We use data from the Demographic Health Surveys and Multiple Indicator Cluster Surveys. The rate difference, rate ratio, and relative concentration index are used as measures of inequality.

RESULTS

Results of the study suggest that in most years inequality in immunization coverage in the three countries persist over time, and it favors the most-advantaged households. However, there is a sharp decrease pattern in inequalities in childhood immunization coverage in Ghana over time.

CONCLUSION

Policymakers could be more strategic in addressing pro-rich inequality in immunization coverage by designing health interventions through an equity lens. Using inequality data and putting disadvantaged households at the center of health intervention designs could increase the efficiency of the primary health care system and reduce the incidence of mortality and morbidity as a result of vaccine-preventable disease.

摘要

背景

免疫接种是阻止儿童疾病传播和改善儿童健康的最具成本效益的健康干预措施之一。
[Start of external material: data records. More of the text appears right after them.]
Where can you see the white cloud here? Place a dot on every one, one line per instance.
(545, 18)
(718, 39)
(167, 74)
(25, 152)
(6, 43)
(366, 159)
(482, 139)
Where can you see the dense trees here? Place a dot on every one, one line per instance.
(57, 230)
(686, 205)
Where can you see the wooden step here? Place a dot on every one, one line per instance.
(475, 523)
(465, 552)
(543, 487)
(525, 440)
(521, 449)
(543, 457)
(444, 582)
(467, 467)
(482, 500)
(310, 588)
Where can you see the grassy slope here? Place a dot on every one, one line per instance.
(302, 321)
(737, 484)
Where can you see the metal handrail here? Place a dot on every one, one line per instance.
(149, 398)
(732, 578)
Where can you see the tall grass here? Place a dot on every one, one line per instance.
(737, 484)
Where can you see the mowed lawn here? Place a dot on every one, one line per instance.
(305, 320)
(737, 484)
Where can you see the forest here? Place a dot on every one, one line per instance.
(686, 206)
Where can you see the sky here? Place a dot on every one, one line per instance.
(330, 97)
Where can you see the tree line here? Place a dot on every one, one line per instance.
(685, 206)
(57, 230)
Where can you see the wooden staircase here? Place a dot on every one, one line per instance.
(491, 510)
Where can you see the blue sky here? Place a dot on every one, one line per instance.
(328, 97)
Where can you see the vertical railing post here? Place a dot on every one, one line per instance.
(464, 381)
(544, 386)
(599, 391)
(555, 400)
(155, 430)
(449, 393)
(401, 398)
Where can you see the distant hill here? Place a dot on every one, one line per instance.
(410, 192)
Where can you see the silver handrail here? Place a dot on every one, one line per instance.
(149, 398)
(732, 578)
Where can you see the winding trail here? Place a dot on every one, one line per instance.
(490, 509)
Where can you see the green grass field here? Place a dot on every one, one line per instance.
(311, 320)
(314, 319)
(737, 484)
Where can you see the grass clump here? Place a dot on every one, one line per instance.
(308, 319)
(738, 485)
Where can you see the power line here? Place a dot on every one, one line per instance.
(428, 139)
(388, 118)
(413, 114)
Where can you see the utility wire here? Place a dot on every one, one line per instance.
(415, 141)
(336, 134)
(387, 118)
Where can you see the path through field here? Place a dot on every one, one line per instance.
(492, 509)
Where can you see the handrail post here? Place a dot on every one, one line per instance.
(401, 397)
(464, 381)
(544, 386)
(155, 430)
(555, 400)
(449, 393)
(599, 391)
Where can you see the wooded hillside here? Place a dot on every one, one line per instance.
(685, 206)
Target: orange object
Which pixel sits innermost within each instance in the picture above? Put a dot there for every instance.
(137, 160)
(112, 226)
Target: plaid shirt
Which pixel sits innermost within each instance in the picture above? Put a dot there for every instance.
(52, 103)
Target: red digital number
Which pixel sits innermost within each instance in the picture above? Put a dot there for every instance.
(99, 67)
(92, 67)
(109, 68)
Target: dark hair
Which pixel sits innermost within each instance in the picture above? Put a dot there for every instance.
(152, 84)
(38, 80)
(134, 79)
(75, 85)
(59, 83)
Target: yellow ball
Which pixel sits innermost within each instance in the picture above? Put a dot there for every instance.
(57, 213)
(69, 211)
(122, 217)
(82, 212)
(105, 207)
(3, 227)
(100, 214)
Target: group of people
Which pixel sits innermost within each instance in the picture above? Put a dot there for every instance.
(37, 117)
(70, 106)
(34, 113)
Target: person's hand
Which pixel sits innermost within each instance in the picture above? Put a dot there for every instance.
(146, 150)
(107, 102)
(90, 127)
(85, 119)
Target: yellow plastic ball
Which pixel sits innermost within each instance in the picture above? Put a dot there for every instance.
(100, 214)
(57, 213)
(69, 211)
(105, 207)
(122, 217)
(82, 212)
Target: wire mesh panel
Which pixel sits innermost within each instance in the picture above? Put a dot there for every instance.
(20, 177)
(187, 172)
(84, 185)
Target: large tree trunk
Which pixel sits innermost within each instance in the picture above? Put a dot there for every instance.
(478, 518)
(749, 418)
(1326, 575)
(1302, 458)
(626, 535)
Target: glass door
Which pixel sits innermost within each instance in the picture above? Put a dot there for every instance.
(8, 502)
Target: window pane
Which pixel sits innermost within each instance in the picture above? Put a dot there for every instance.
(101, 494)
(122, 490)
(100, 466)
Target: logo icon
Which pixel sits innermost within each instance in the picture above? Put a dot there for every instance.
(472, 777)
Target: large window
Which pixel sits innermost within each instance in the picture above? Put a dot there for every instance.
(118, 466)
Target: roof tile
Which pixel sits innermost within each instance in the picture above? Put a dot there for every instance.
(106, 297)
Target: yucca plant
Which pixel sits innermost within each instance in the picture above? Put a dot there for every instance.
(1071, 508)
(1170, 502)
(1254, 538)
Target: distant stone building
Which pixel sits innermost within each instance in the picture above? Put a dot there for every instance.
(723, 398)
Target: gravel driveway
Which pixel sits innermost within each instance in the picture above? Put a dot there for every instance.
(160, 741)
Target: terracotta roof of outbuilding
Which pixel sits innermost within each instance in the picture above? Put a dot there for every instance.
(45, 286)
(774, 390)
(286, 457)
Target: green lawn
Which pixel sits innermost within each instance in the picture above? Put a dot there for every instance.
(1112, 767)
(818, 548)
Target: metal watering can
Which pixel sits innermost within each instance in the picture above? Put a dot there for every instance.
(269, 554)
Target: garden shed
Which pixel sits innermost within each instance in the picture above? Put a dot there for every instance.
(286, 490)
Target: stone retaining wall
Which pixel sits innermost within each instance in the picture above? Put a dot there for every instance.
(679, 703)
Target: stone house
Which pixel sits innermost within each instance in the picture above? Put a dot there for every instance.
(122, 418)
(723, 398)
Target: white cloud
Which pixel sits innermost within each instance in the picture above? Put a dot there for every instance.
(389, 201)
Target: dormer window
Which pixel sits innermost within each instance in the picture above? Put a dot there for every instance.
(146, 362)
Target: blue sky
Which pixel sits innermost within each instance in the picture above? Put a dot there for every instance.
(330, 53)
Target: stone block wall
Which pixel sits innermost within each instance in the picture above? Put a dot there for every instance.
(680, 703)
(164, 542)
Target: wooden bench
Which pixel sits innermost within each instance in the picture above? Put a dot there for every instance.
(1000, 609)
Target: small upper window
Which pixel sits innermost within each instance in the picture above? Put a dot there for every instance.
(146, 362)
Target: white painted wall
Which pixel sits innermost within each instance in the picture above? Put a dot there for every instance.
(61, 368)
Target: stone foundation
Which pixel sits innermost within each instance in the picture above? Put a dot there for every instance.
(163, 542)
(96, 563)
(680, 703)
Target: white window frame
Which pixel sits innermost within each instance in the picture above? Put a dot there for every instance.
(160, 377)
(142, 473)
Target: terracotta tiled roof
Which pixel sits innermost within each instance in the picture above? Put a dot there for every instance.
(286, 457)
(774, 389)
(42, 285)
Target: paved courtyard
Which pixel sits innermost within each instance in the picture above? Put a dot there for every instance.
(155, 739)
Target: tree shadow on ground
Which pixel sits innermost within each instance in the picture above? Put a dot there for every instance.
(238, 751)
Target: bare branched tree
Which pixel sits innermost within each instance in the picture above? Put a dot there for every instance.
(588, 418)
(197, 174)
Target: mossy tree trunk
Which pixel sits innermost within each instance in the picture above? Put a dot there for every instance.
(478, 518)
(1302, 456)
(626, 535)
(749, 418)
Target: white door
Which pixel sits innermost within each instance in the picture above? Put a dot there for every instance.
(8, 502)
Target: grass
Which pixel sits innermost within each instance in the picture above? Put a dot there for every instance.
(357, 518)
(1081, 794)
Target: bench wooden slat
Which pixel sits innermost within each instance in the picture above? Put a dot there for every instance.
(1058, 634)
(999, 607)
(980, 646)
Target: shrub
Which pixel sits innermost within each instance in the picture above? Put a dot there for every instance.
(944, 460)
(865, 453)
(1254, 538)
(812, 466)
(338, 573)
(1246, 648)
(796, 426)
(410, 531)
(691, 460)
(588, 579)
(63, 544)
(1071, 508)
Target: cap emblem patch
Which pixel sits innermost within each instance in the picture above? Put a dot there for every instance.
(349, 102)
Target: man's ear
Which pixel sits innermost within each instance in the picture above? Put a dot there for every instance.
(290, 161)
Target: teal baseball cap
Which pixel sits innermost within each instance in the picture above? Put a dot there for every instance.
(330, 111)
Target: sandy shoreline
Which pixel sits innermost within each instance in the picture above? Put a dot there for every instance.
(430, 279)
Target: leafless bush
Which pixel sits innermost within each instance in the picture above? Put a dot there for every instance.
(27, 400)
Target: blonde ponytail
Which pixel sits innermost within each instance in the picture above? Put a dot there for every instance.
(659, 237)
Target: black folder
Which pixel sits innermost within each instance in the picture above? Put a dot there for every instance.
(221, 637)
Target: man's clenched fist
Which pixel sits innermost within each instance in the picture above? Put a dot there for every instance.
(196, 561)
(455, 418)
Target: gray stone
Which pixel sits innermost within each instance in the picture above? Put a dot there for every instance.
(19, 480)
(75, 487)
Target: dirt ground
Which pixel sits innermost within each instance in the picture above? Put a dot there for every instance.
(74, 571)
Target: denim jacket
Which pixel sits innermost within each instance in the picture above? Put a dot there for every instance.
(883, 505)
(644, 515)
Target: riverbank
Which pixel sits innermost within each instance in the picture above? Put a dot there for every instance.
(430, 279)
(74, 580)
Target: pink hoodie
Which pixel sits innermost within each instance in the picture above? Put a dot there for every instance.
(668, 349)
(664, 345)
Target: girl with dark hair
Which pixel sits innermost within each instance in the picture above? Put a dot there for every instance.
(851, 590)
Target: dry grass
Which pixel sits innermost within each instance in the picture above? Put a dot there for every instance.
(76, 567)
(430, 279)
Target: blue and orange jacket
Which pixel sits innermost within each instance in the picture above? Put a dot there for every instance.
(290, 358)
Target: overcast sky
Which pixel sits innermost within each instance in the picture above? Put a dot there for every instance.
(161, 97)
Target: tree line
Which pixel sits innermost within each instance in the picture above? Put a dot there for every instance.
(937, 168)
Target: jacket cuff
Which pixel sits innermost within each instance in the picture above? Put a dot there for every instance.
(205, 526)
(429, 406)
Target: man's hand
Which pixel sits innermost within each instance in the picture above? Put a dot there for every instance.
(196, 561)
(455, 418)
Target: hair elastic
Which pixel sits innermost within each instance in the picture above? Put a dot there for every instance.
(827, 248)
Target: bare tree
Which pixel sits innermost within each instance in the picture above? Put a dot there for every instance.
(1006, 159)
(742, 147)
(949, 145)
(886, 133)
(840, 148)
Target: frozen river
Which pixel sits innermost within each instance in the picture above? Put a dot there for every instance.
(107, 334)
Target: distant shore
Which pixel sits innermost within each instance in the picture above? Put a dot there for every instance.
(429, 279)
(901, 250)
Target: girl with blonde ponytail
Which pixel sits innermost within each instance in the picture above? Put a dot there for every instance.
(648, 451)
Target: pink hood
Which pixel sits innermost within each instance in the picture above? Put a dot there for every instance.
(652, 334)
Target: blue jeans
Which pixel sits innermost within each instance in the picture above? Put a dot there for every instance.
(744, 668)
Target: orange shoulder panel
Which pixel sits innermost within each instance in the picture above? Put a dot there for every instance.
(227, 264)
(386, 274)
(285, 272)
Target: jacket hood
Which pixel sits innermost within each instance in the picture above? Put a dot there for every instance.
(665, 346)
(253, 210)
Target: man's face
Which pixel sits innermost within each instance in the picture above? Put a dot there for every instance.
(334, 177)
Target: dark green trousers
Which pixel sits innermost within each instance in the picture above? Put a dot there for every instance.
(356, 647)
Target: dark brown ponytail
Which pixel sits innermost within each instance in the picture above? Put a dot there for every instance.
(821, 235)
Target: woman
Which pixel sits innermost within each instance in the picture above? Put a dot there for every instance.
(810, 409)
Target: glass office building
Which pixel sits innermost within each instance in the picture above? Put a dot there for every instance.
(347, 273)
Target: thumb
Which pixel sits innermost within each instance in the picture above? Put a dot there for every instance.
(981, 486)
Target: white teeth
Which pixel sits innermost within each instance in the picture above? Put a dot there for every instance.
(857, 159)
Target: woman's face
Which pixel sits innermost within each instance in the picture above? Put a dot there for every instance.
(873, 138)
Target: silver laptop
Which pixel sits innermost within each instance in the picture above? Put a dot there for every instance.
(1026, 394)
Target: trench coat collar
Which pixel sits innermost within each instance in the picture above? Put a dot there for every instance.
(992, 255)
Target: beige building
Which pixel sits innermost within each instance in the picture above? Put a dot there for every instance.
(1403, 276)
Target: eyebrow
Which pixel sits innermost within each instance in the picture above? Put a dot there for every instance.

然而,儿童免疫接种覆盖率存在着相当大的差距。本研究的总体目标是调查肯尼亚、加纳和科特迪瓦 12-23 个月儿童的国家内儿童免疫接种覆盖率的不平等趋势。本研究包括的三个国家都处于疫苗联盟(Gavi)成本分担的加速阶段,最终将承担疫苗的全部费用。科特迪瓦处于 Gavi 筹备过渡阶段,预计于 2020 年进入加速过渡阶段,预计于 2025 年过渡到完全自筹资金。加纳预计于 2021 年进入加速过渡阶段,于 2026 年实现完全自筹资金,肯尼亚将于 2022 年进入并于 2027 年实现完全自筹资金。我们主要通过探索覆盖率不平等的方向,从公平角度审视儿童免疫接种覆盖率不平等的模式。

方法

我们使用来自人口与健康调查和多指标类集调查的数据。差异率、比率比和相对集中指数用作不平等的衡量指标。

结果

研究结果表明,在大多数年份,这三个国家的免疫覆盖率不平等状况随着时间的推移而持续存在,并且有利于最有利的家庭。然而,加纳的儿童免疫覆盖率不平等状况随着时间的推移呈急剧下降趋势。

结论

决策者可以通过公平视角设计卫生干预措施,更加注重解决免疫覆盖率方面的有利于富人的不平等问题。通过不平等数据并将弱势家庭置于卫生干预设计的中心,可以提高初级卫生保健系统的效率,并降低因疫苗可预防疾病而导致的死亡率和发病率。